Those days don’t come very often.
But when they do, every bone in my body feels it.
It’s an all-consuming thing, I’ve come to realize. It latches on to me when the sun rises and doesn’t let go even after the sun has already long set:
Why do you never open up to people?
Why don’t you let anyone in?
Why are you so ADAMANT on keeping your problems to yourself?
...It’s not something I can easily answer.

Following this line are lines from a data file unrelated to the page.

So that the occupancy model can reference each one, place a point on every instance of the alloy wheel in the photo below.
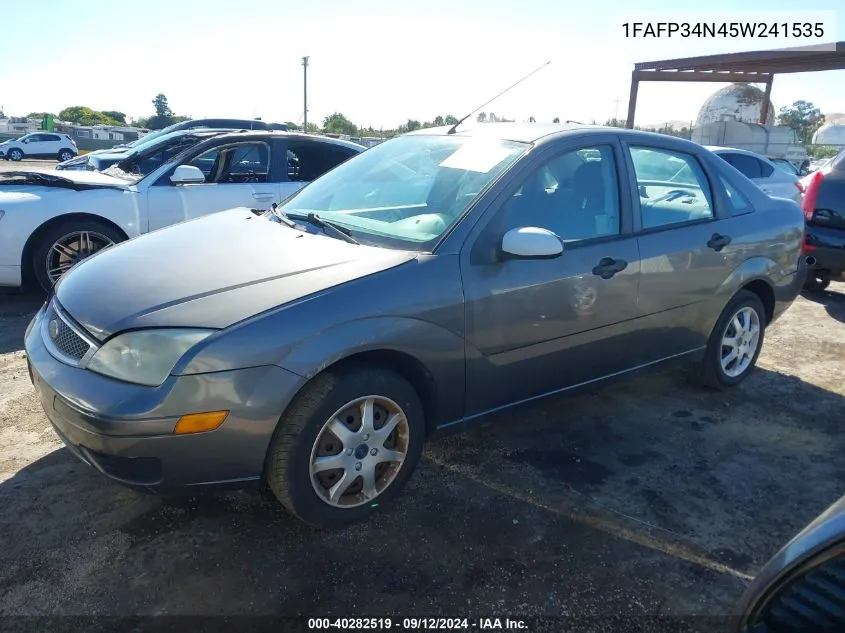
(740, 342)
(71, 249)
(359, 451)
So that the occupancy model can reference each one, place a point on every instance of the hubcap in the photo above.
(72, 249)
(359, 451)
(740, 341)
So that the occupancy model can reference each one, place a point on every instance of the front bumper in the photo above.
(126, 431)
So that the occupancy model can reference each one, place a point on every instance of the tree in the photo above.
(161, 106)
(803, 117)
(114, 115)
(82, 115)
(336, 123)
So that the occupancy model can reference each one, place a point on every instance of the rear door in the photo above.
(237, 174)
(687, 240)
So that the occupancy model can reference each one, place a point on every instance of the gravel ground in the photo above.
(650, 497)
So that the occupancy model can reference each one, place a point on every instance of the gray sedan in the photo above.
(430, 281)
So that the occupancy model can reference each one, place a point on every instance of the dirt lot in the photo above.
(649, 497)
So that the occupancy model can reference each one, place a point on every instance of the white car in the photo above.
(762, 172)
(60, 147)
(50, 219)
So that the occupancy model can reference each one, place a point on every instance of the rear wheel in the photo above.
(735, 342)
(67, 243)
(347, 444)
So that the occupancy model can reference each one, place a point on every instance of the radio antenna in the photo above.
(536, 70)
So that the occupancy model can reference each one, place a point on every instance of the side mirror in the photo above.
(187, 174)
(531, 242)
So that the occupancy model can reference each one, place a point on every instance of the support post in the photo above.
(632, 100)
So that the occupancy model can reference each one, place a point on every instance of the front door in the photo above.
(236, 175)
(541, 325)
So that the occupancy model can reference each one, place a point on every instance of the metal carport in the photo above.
(750, 67)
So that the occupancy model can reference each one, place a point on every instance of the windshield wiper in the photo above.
(338, 231)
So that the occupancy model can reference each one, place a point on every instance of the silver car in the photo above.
(430, 281)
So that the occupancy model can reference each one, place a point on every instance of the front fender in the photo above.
(440, 351)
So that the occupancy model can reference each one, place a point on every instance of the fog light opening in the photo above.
(199, 422)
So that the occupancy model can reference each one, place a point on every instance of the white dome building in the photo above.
(830, 134)
(740, 102)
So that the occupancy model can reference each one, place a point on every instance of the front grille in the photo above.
(814, 601)
(62, 338)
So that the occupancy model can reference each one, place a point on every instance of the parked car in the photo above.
(54, 219)
(762, 172)
(39, 145)
(824, 210)
(83, 162)
(317, 345)
(802, 588)
(147, 156)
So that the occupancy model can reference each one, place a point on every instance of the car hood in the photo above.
(69, 179)
(211, 272)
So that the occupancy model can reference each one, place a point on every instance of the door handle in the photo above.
(607, 267)
(718, 242)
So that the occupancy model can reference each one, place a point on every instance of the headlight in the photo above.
(145, 357)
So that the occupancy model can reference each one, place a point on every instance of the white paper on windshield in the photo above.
(480, 157)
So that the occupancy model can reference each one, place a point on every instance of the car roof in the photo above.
(266, 134)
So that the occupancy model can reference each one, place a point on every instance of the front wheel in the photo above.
(67, 243)
(347, 444)
(735, 342)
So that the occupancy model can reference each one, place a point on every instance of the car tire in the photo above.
(327, 497)
(712, 371)
(100, 235)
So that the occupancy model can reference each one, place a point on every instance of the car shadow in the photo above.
(833, 302)
(492, 527)
(16, 311)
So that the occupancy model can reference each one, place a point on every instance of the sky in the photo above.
(380, 62)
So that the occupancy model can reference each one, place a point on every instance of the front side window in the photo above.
(575, 195)
(407, 192)
(672, 186)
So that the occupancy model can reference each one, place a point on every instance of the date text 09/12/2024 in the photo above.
(415, 624)
(801, 30)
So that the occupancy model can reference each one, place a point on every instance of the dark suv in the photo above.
(824, 211)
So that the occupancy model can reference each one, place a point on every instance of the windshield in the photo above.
(405, 193)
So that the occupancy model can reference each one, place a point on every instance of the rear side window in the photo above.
(308, 160)
(737, 202)
(672, 186)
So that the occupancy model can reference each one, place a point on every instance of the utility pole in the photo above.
(305, 94)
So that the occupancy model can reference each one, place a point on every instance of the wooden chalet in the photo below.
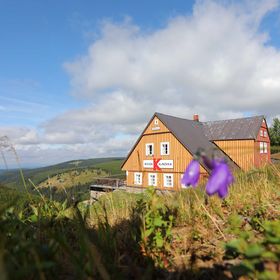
(167, 145)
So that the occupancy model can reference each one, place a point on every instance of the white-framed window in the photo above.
(168, 180)
(182, 185)
(261, 147)
(164, 148)
(265, 147)
(149, 149)
(138, 178)
(152, 179)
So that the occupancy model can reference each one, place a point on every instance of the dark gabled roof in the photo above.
(236, 129)
(194, 135)
(191, 135)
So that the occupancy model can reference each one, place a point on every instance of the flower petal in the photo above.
(191, 175)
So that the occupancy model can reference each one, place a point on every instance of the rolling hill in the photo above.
(109, 166)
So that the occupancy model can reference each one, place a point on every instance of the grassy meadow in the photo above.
(182, 235)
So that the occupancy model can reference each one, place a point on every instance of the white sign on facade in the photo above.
(162, 164)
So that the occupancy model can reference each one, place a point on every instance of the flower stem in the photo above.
(209, 215)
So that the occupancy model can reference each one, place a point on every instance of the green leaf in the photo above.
(158, 221)
(253, 251)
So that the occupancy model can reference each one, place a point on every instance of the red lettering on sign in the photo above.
(156, 161)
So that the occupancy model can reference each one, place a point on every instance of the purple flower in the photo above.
(219, 180)
(191, 175)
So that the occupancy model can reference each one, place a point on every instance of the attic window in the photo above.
(149, 149)
(261, 147)
(164, 148)
(265, 148)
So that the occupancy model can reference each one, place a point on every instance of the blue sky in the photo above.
(66, 65)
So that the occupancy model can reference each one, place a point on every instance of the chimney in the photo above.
(196, 117)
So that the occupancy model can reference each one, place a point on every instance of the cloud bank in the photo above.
(215, 62)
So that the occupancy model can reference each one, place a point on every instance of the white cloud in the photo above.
(214, 62)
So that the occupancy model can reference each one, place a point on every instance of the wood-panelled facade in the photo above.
(157, 133)
(159, 142)
(262, 147)
(242, 152)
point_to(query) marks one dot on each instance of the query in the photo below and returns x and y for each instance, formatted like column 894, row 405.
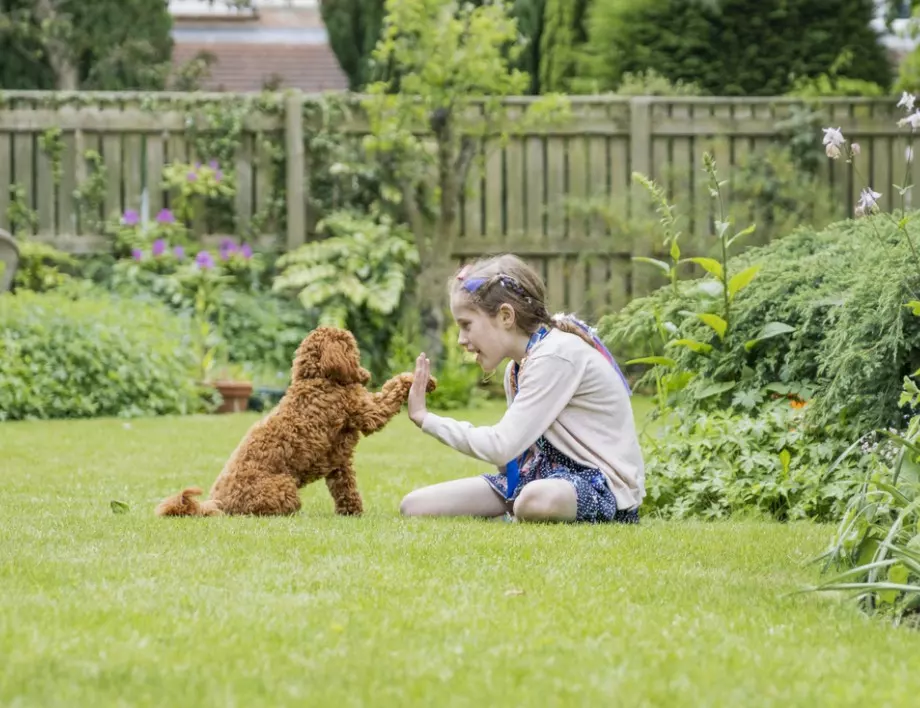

It’s not an answer I can easily face.
But then there are days when I would tell myself it’s okay,
There are people who care about you.
There are people who would be there for you,
Who would understand you,
Who would love you.
There are days when I think it’s okay.
When I think it’s okay to let my walls down, and open myself up to someone.
So when I sat beside my mother today and told her what was on my mind, I was hoping for a semblance of care.
A hug would be a stretch. A kiss on the forehead even more so.
Even being offered comforting words was a shot in the dark.
All I was holding on to, really, was the hope of being listened to.
I was holding on to the possibility that, maybe, this time around, she would take the time to listen to what I have to say. To let me talk. To let me pour my overflowing heart out.
But instead all I got was a reminder of the reason why I never open myself up to anyone,
And the cruel act of the person in my head adding another brick on the towering wall I’ve built around myself.